Harry boggled at the girl. "How is 'not being assassinated properly' in any shape or form provoking anyone?!"

"Before that, Harry! Stop pretending to be dumb." Hermione rolled her eyes at her friend.

"You mean when I informed them that I'd been attacked, and asked them to do their bloody jobs?!" Harry responded.

"Exactly! You can't ask the government to do their job, Harry! Everyone knows that politicians just do random stuff and either take credit for the success, or blame others for the failure." Hermione reasoned.

Ron sighed, watching as his two friends devolved into a shouting match again.

He'd probably be upset at them for fighting like this, but he and Hermione tended to fight over even more insignificant things – though that could mainly be attributed to the sexual tension that just wouldn't leave them the hell alone.

Still, it was times like this that he pitied Harry's side of things. Namely, to be caught in between the yelling.

"Are they always like this?" The man in the metal suit asked curiously, sounding amused even through the metallic distortion of his voice.

Ron shrugged. "Not really. Harry's usually the diplomat." He stared at his two friends for a moment longer, just to make sure that they really were planning on bickering pointlessly for the next hour or so, before turning back to the group in front of him. "Right, well... Magic is real, we didn't really want to deal with the whole 'fix all of our problems'-thing that the muggles had going back in like-..." He made a vague motion with his hand. "- waaay back. Don't ask, I hated history. So we hid away. But since you'd probably be able to find us now, if you actually started looking, we figured we should minimize the potential damage and just say hello."

Quite a few faces in the group stared incredulously at him.

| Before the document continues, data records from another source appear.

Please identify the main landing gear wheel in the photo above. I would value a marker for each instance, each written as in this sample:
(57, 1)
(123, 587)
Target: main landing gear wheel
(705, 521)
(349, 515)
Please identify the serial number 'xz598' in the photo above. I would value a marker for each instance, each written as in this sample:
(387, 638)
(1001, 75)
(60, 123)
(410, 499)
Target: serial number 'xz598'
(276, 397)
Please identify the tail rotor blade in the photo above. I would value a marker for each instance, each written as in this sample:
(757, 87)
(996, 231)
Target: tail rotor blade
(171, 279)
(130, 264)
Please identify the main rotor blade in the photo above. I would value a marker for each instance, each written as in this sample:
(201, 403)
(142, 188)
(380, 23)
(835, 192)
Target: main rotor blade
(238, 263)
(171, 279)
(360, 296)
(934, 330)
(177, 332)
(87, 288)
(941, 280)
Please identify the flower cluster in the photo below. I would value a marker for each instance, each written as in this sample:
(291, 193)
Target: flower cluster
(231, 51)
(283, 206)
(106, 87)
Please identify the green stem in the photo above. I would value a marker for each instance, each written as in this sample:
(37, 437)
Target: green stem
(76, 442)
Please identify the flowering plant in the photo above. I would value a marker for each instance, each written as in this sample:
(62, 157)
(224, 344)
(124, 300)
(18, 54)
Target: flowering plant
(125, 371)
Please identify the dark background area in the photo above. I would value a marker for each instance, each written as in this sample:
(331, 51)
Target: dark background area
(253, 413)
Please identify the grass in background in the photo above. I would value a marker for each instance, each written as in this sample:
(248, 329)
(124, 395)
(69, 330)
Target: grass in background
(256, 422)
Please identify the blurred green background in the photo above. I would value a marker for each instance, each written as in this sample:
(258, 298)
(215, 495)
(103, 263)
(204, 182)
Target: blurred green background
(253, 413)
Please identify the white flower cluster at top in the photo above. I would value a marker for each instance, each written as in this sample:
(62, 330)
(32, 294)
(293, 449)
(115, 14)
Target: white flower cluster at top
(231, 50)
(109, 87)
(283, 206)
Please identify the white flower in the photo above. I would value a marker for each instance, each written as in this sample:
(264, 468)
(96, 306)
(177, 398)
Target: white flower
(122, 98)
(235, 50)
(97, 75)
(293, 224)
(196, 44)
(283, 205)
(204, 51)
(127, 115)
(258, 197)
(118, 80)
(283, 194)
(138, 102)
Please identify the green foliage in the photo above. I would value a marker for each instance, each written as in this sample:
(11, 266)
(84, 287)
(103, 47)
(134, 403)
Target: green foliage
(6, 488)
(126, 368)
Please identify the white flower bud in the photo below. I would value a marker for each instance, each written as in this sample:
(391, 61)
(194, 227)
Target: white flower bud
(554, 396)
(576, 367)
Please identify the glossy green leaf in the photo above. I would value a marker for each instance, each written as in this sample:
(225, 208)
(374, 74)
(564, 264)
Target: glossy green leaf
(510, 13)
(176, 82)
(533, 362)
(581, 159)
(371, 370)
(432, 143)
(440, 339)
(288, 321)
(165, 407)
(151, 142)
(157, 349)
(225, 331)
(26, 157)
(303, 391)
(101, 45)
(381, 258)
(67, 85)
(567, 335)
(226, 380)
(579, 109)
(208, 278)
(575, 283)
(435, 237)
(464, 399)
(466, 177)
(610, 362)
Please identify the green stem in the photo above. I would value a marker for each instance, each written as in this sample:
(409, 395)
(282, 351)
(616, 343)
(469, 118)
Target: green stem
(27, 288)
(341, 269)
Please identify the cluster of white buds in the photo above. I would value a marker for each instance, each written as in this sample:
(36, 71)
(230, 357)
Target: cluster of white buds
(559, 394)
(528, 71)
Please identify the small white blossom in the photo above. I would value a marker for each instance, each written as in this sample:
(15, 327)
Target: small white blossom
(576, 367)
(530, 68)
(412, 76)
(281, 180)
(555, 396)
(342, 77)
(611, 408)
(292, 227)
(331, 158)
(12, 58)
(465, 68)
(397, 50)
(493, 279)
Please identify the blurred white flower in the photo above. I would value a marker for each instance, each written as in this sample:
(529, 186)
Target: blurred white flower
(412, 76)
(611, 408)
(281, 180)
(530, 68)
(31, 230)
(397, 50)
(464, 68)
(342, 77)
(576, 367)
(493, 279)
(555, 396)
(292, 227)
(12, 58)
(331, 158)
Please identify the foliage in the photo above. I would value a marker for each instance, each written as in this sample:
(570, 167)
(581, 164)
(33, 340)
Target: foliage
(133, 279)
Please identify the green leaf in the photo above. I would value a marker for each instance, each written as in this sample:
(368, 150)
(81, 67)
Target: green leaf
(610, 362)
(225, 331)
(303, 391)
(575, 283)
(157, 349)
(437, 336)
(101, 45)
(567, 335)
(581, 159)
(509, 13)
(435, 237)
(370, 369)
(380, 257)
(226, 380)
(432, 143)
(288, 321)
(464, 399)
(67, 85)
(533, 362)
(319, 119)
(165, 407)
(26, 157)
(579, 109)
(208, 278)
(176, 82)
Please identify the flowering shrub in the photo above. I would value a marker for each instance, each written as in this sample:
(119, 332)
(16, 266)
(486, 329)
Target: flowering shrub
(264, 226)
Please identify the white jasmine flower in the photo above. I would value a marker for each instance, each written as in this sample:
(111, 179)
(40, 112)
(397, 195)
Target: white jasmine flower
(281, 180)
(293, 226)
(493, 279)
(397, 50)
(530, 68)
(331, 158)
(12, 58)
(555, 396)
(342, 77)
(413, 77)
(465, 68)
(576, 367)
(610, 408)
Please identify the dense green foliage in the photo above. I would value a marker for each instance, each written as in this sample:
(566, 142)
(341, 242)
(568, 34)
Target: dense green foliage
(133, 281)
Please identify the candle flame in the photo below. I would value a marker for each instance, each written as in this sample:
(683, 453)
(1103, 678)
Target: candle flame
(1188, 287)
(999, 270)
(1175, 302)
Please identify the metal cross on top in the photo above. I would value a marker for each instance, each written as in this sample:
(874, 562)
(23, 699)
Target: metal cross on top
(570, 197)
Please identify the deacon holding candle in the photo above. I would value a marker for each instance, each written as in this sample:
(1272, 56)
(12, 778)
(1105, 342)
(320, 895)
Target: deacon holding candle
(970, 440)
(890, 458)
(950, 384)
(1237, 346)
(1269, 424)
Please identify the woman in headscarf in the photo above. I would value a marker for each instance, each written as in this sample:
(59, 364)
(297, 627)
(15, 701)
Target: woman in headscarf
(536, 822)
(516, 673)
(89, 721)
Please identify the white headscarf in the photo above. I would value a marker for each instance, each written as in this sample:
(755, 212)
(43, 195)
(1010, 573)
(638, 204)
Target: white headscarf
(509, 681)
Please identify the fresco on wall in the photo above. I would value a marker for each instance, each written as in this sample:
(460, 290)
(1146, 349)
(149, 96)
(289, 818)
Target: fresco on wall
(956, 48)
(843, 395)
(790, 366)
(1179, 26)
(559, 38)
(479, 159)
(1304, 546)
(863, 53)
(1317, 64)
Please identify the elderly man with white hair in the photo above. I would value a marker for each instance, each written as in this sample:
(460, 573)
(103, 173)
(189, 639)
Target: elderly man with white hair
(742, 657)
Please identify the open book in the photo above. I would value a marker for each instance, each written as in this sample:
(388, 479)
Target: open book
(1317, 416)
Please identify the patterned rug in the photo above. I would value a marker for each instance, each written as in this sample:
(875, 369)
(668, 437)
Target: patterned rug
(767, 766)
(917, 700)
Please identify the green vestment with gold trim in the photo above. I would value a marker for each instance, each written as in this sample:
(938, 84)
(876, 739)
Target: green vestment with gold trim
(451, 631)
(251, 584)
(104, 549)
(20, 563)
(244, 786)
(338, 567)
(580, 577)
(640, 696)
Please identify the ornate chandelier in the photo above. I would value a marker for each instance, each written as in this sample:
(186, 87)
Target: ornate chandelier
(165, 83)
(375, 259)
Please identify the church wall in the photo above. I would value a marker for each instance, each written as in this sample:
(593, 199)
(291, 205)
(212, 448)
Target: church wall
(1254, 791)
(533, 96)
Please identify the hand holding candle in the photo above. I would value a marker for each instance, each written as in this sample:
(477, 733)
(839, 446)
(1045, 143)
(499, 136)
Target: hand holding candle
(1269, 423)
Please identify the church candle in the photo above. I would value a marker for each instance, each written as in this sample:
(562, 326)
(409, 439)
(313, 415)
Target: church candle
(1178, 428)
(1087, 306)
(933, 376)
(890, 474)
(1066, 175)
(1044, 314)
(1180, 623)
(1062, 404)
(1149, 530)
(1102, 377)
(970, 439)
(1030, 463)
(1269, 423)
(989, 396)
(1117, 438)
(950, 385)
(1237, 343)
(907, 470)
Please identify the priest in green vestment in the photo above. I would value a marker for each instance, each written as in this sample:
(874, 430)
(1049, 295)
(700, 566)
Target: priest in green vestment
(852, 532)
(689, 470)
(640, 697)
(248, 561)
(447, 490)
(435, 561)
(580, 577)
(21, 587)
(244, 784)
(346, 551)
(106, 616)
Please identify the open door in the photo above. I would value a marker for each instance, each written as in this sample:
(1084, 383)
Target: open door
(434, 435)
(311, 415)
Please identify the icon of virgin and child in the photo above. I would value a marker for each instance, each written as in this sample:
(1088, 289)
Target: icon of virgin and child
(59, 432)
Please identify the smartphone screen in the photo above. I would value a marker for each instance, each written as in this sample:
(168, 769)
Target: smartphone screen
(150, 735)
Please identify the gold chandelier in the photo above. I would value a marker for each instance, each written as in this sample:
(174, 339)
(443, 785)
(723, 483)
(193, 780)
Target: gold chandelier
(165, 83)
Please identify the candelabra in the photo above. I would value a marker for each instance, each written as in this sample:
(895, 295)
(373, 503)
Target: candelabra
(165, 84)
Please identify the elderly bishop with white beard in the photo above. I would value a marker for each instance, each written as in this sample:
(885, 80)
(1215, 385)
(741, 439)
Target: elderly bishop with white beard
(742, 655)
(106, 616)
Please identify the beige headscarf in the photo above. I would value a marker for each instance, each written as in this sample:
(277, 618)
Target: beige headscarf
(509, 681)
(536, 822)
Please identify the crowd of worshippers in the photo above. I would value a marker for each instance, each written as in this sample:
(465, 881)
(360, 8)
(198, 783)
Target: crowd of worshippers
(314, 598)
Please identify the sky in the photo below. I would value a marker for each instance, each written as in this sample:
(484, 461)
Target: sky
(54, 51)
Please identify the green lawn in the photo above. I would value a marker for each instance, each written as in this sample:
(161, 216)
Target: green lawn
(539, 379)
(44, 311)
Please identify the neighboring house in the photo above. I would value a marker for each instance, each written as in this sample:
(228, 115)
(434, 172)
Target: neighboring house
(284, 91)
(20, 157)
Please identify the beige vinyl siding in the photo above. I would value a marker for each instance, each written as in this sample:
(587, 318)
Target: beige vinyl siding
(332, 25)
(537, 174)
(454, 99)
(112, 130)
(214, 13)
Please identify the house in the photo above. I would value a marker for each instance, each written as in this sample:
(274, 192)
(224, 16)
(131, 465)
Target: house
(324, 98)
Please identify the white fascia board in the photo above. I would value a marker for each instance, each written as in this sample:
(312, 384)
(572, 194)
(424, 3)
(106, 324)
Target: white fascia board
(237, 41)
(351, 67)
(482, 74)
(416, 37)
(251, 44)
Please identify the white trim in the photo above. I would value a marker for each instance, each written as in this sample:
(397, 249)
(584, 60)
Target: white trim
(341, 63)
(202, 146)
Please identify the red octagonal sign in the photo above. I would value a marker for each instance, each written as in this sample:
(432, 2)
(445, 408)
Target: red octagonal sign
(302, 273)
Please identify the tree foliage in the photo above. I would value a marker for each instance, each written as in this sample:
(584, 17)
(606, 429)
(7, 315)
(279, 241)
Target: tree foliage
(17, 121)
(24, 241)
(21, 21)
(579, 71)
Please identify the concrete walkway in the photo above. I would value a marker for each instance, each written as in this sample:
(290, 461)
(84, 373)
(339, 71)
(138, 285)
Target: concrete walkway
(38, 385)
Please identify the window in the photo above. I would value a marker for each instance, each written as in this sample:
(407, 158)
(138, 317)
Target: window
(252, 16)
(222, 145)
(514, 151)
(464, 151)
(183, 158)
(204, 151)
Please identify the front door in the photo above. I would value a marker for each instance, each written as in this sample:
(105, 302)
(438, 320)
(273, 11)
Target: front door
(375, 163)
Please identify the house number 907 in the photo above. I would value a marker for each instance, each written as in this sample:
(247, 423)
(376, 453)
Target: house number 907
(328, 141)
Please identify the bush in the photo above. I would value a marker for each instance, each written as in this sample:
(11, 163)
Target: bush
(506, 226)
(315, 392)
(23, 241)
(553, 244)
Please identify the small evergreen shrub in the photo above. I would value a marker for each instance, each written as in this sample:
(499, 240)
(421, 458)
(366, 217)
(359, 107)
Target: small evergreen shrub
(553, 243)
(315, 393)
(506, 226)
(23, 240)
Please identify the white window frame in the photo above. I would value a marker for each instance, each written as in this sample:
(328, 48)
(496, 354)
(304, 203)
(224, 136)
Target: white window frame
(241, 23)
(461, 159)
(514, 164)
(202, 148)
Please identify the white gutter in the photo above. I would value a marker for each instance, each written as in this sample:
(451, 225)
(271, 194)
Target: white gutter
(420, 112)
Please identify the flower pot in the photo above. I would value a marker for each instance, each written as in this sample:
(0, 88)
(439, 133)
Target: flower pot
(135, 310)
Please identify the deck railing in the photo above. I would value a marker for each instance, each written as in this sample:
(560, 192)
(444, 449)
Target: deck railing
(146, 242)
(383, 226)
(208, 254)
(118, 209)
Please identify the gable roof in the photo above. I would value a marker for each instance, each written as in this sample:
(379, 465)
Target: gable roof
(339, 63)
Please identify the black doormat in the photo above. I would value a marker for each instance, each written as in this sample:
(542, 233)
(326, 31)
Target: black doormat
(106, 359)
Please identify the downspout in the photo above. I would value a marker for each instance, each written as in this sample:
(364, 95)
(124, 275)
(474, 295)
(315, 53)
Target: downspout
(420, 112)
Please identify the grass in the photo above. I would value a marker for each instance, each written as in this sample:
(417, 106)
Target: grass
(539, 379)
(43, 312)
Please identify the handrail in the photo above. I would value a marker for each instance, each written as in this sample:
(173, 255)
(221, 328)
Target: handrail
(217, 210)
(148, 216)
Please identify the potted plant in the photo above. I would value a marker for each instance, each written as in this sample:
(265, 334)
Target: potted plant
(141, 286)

"You really don't deal with diplomat-stuff, do you?" The metal-guy mused, the sound of an amused smirk in his voice. "How did you get landed this magic-is-real job?"

Ron shrugged. "Hell if I know. I guess I'm kind-of-famous nowadays, and recently I threw a chair at our Minister's head for being an idiot about this whole thing." He paused, smiling happily at the memory. "It bounced. Three people got injured."

"Uhh..." Everyone in the muggle-group stared at him, as Hermione and Harry continued yelling in the background.

Ron snapped back to the present, ears turning red. "Politicians, you know." He frowned. "We got some of the corrupt ones in the post-war restoration, but well... politicians." He said in a 'what can you do' kind of way.

"War? What war?" The guy in the blue body-tights asked, face serious.

Ron made a face. "A civil war in Britain, a few years back. Crazy madman trying to take over the world. That kind of thing." He paused, turning to stare at his two friends again, face turning somber at the sight. "Merlin knows how we made it out alive."